The study shows that ghrelin helps the stomach contract more strongly, but only when the normal nerve signals (cholinergic signals) are already present. It does this by acting on ghrelin receptors found on nerve cells, pacemaker cells, and muscle cells in the stomach wall. A ghrelin‑blocking peptide ([D‑Lys3]GHRP‑6) only partly reduced this effect, and blocking nerve firing didn’t change it, meaning ghrelin’s boost is mostly about making existing signals work better, not starting new ones.

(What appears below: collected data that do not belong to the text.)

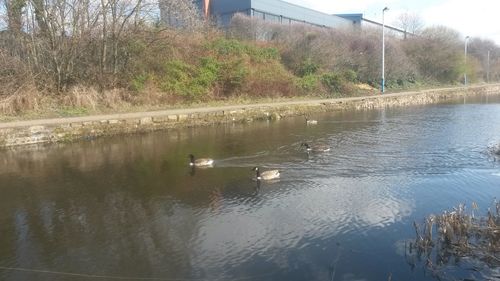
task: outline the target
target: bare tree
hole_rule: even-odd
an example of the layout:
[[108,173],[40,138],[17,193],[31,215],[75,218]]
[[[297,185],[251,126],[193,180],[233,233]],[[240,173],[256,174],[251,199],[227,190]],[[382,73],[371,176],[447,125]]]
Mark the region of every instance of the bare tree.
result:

Numerous previous studies have demonstrated that ghrelin promotes gastric motility when administered peripherally. This effect appears to be regulatory but not directly stimulatory, and therefore may involve a number of complex mechanisms. In the periphery, ghrelin may affect gastric motility through intercellular networks among interstitial cells of Cajal, myenteric nerve cells and smooth muscle cells. The aim of the present study was to investigate the effects and possible mechanisms underlying this hypothesis. The effects of ghrelin on the contraction force of gastric antrum smooth muscle strips of rats were studied in the presence or absence of carbachol (CCh), [D‑Lys3]‑GHRP‑6, atropine, tetrodotoxin (TTX) and nimodipine in vitro. The expression of ghrelin receptors (GHS‑Rs) on different cell types in gastric muscle layers was observed by means of immunofluorescence. Ghrelin enhanced smooth muscle strip contraction induced by CCh, but when CCh was absent, this effect was eliminated. Atropine and nimodipine eradicated the muscle strip contraction enhanced by ghrelin, while [D‑Lys3]‑GHRP‑6 was only able to partly block this effect and TTX had no effect on muscle strip contraction. It was identified that ghrelin had no effect on the contractive rhythm of the strips. GHS‑R1s were located differentially depending on the cell type, including myenteric nerve cells, interstitial cells of Cajal and smooth muscle cells. In conclusion the present study demonstrated that ghrelin may act as an adjuvant to regulate gastric smooth muscle contraction induced by CCh through GHS‑R1s, which are expressed on myenteric nerve cells, Cajal cells and smooth muscle cells. Ghrelin may exert its effects by influencing the functional status of different cell types in the gastric muscle layer to subsequently enhance the contractive effect of cholinergic neurotransmitters and enhance gastric motility.